A former dry-cleaning property owned by the Pulley family will become a climate-controlled storage facility and business incubator now that City Council has approved the project.
Some stages of the project still remain to be approved, but work on the property at 801 S. Beech St. is expected to begin within a year, said Scott Webb, the architect in charge of the project.
According to city documentation, the two-acre property had been a processing plant for Capitol Dry Cleaners for many decades, but as Capitol moved to having cleaning equipment at individual stores, this site was abandoned. In recent years it has been mostly vacant, occasionally housing smaller businesses. After the laundry operation closed, the Pulley family performed a voluntary cleanup of the site about 15 years ago, Webb said.
The new plan calls for new rows of freestanding self-storage buildings to be constructed around the site, joining the 32,650 square feet of storage and office spaces that already exist there.
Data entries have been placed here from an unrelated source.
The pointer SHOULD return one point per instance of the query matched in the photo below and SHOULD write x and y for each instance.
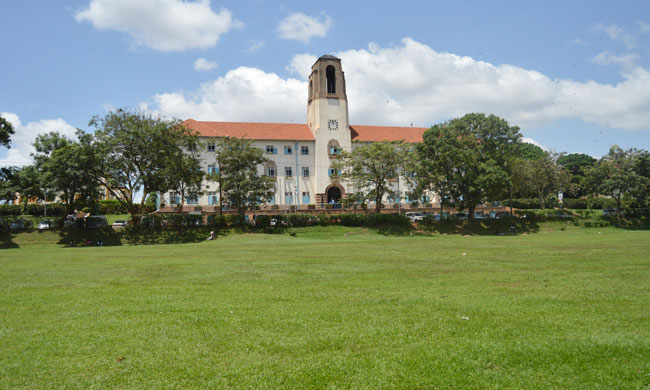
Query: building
(301, 154)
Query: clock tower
(328, 120)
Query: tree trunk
(378, 203)
(470, 212)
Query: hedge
(580, 204)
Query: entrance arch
(334, 194)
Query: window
(213, 199)
(333, 148)
(174, 199)
(330, 74)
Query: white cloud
(608, 58)
(202, 64)
(25, 134)
(300, 27)
(301, 64)
(254, 46)
(645, 27)
(412, 83)
(529, 140)
(242, 94)
(166, 25)
(616, 33)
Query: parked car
(19, 224)
(461, 216)
(414, 216)
(609, 212)
(45, 224)
(119, 223)
(498, 214)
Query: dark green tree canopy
(527, 151)
(467, 158)
(242, 184)
(132, 152)
(370, 168)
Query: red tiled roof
(387, 133)
(300, 132)
(283, 131)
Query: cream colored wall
(281, 161)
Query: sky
(573, 75)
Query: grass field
(333, 307)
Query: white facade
(301, 165)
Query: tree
(184, 174)
(242, 185)
(64, 165)
(467, 158)
(642, 168)
(132, 152)
(614, 175)
(370, 168)
(6, 131)
(540, 178)
(527, 151)
(9, 184)
(577, 165)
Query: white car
(119, 223)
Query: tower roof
(329, 57)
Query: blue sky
(575, 76)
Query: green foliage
(9, 183)
(370, 168)
(465, 159)
(527, 151)
(615, 175)
(577, 164)
(541, 177)
(132, 152)
(6, 131)
(241, 184)
(63, 166)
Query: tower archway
(334, 193)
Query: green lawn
(332, 307)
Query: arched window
(270, 169)
(331, 79)
(333, 148)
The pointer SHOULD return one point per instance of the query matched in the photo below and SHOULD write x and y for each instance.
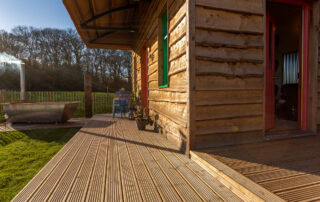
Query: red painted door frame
(144, 77)
(303, 67)
(270, 69)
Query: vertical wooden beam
(191, 76)
(23, 82)
(88, 95)
(313, 67)
(264, 2)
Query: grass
(102, 102)
(23, 154)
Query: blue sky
(37, 13)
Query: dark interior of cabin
(287, 21)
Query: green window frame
(164, 39)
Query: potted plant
(142, 119)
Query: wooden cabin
(215, 72)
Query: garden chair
(121, 103)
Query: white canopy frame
(9, 59)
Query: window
(163, 43)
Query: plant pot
(141, 124)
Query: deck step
(240, 185)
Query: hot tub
(42, 112)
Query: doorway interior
(285, 69)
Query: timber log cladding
(229, 80)
(168, 106)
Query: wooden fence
(101, 102)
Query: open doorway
(284, 70)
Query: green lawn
(23, 154)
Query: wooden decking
(110, 160)
(289, 168)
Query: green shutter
(164, 50)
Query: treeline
(56, 60)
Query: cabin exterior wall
(230, 72)
(229, 81)
(168, 106)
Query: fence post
(88, 95)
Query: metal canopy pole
(22, 82)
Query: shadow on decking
(132, 142)
(285, 167)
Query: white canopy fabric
(9, 59)
(6, 59)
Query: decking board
(290, 168)
(110, 160)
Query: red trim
(294, 2)
(144, 77)
(269, 91)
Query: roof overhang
(111, 24)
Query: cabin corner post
(191, 75)
(264, 2)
Webb had applied for a conditional use permit, which council has approved.
Plans for the business incubator are not fully realized yet, but there is 3,000 square feet of office space on the site.
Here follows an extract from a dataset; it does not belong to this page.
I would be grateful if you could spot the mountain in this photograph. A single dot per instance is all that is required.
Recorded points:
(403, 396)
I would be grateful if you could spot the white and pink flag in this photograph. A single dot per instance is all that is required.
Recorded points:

“The Pulley family still keeps an office there, and they could keep copy machines and a storage locker that could support small businesses,” Webb said.
The property was zoned General Business and the EPA agreement from the cleanup stipulated it could never be used for residential purposes. The Pulleys latched onto the idea of a storage facility, modeling it after former big box store locations like Toys R Us that were re-used, Webb said.
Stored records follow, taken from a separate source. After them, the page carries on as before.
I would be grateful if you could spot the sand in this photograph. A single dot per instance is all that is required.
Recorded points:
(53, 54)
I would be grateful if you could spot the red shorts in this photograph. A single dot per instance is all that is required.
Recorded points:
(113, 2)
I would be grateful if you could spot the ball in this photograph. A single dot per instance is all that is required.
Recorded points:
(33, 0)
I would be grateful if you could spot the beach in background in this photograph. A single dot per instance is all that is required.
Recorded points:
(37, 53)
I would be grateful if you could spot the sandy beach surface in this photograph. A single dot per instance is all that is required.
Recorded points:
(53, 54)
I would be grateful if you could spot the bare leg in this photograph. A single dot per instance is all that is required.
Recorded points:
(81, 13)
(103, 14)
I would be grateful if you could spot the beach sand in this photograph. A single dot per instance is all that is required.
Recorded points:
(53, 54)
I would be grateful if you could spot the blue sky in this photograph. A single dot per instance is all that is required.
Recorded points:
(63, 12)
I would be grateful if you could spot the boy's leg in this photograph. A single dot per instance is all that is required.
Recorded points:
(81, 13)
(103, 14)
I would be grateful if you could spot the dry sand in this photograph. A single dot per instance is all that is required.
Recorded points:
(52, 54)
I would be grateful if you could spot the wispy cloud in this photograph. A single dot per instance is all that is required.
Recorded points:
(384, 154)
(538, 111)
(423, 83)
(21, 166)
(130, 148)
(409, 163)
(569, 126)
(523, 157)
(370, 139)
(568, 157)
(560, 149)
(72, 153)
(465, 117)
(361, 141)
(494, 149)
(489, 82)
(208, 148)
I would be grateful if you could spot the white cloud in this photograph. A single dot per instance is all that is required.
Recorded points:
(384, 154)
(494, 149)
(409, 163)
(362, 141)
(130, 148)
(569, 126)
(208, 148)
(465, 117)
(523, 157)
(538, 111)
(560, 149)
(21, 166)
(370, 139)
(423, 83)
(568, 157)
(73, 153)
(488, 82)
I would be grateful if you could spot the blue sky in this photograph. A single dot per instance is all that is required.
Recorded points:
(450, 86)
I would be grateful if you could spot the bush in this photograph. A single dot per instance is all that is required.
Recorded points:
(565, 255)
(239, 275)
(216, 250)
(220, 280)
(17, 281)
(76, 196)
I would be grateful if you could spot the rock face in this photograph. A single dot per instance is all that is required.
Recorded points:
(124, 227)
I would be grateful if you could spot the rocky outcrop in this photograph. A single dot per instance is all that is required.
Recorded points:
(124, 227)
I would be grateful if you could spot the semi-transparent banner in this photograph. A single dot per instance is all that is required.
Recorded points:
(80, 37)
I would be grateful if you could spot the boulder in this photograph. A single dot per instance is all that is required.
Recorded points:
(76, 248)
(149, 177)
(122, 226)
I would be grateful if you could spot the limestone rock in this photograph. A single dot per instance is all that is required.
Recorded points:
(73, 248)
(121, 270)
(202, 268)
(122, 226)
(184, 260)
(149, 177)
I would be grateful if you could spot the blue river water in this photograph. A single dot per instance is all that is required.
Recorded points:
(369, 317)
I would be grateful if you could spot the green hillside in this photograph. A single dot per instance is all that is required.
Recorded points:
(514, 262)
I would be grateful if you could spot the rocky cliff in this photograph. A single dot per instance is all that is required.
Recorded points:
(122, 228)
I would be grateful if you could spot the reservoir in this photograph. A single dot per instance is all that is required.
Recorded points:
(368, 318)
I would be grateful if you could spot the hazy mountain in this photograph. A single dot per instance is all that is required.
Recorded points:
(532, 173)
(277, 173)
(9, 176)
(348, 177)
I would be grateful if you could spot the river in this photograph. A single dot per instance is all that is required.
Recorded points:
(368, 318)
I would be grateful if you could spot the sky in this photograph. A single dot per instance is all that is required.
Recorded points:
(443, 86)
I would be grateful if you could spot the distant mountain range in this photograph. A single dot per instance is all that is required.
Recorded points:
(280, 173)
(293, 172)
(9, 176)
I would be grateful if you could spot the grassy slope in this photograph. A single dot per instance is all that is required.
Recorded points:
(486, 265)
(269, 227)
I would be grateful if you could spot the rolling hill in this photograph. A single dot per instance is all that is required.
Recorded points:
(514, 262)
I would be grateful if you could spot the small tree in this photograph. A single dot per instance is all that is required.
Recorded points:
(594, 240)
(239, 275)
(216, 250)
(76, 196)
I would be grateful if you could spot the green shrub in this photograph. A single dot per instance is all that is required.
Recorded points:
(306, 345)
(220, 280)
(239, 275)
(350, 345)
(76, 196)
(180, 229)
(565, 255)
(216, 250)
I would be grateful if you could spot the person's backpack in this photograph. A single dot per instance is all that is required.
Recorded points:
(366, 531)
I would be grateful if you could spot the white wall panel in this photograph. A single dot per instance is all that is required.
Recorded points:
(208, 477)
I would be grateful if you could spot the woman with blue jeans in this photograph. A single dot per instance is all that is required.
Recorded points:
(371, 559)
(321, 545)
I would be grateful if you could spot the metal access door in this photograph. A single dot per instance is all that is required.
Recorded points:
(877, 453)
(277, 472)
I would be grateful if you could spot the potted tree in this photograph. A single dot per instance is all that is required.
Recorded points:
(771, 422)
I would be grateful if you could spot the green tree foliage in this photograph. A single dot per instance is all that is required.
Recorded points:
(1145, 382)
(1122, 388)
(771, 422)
In doing all this, the Pulley family “really wants to dress up the neighborhood quite a bit,” he added. Webb estimated the site would see three or four cars a day, so traffic should not be a problem. Jeff Pulley said he would like to turn the area into a community corner with features on Oxford history, similar to what’s known as the “slant walk” at Miami University.
Councilman Richard Keebler said, “To me, it’s a good re-use. It’ll be quiet, there won’t be much traffic … it’s certainly more attractive than what’s there now.”